SPT: skin prick test; IDT: intradermal test; BAT: basophil activation test; (+): positive; (-): negative.
(SPT) with SonoVue®, macrogol 3350 and macrogol 4000 were positive. SPT with macrogol 4000 was negative in 10 controls. BAT was also negative.
We did not perform oral challenge test with PEG and we could not complete the study with the determination of baseline serum tryptase and specific IgE to ethylene oxide.
3. Discussion
Polyethylene glycols (PEG) or macrogols are widely used in medical, pharmaceutical, cosmetic, industrial and food products. The polymerization of ethylene oxide produce PEG polymers [H(OCH2CH2)nOH] that vary in chain length and molecular mass (MM), generating low MM PEG (<400 g/mol) or high MM PEG (>1000 g/mol). Physiological absorption decreases with increasing MM (e.g. through gastrointestinal mucosa) [6] . It is important to point out that cross- reactivity between PEG, PEGylated drugs (systemic drugs with PEG covalently attached) and PEG derivatives (structurally related polymers) exists as well as between some PEG derivatives (such as polysorbates and castor oils) [7] .
Several anaphylactic cases due to high MM PEG have been described [8] [9] [10] . According to the data published in a review, all cases with parenteral (intra-articular, intramuscular o intravenous) or perioperative exposures developed anaphylaxis, in contrast to oral (36%) and cutaneous exposures (0%) [6] . Therefore, it is thought that hypersensitivity reactions severity may depend on PEG dose available for absorption and the exposure route. It is noteworthy that a 27% of patients developed hypersensitivity reactions by different routes of exposure, being likely that an individual reactivity-threshold exists for both dose and MM. All cases with positive SPT with responsible PEG showed also a positive SPT with a greater MM PEG of that tested positive, suggesting the absence of an upper limit for MM in regard to reactivity. Many allergic to PEG have positive SPT. There is a relatively high risk of systemic reactions following prick and intradermal tests [11] [12] , so we think that intradermal tests should only be carried out for diagnosis when SPT with the product that contains PEG, tested as is, is negative. Some authors have completed the study of these adverse reactions doing BAT with PEG, with different results [12] [13] [14] . In our case, BAT was negative, having been the skin tests more useful for diagnosis.
4. Conclusion
The allergy study performed in our patient suggests an IgE-mediated reaction to SonoVue® due to allergy to an excipient (macrogol 4000).
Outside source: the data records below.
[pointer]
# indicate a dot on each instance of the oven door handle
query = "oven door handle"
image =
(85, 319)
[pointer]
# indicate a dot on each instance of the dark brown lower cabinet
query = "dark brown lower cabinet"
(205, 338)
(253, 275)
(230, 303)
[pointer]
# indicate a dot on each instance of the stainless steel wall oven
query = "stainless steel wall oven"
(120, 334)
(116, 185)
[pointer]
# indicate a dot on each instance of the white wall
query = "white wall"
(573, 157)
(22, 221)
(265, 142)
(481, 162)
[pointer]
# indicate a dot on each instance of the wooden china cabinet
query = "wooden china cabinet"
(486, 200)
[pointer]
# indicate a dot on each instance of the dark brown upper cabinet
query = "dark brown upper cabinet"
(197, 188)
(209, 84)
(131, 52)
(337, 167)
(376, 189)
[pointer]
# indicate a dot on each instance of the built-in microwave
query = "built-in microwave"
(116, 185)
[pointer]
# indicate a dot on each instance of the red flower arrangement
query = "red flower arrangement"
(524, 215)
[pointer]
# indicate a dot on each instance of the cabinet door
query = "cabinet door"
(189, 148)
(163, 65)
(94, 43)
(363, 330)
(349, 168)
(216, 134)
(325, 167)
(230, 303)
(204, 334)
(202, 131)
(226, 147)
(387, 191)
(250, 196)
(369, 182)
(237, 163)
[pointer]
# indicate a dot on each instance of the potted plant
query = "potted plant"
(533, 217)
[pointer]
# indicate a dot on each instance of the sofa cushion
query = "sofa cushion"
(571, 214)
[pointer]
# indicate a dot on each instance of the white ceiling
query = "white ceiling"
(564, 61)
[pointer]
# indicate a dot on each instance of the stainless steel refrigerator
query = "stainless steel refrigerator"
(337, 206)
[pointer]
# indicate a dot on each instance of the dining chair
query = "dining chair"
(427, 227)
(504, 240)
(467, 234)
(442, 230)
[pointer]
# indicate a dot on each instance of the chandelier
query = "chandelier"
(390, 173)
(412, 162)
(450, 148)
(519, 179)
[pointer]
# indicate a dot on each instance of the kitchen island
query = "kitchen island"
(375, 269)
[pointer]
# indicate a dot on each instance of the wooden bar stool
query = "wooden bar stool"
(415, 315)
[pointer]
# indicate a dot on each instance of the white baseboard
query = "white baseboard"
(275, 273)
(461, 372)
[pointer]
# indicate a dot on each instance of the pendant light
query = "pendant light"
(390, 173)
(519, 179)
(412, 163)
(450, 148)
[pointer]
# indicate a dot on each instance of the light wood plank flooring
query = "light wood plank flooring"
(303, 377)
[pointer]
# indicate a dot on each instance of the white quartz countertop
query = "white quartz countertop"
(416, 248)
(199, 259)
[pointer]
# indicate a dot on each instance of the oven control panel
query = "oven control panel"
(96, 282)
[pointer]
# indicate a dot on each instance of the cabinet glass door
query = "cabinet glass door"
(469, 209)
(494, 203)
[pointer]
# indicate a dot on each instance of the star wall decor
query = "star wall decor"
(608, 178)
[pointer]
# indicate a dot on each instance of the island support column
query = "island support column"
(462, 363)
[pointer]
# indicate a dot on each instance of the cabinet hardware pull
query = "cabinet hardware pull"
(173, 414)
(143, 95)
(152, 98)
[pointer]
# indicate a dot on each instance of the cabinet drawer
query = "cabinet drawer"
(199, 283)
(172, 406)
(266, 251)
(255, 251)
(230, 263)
We do not find in the literature any article which has demonstrated the IgE-mediated mechanism in the adverse reactions described with SonoVue®. We advised the patient to avoid Sonovue® and other high MM PEG containing products, and to be aware of the many commonly used products that contain macrogol, as drugs (e.g. parenteral corticosteroids, anti-inflammatory drugs, antibiotics, etc.), laxative solutions, ultrasound gels, throat lozenges, topical products (e.g. toothpastes, antiseptics, sunscreens, etc.), plasma expanders, wound dressings, etc. The patients sensitized to both low and high MM PEG should be especially prevented.
Acknowledgements
No external funding was received for the present study.
Competing Interests
The authors declare that they have no conflicts of interest.
Authors’ Contributions
All authors have been involved in drafting the manuscript and revising it critically, giving final approval of the version to be published.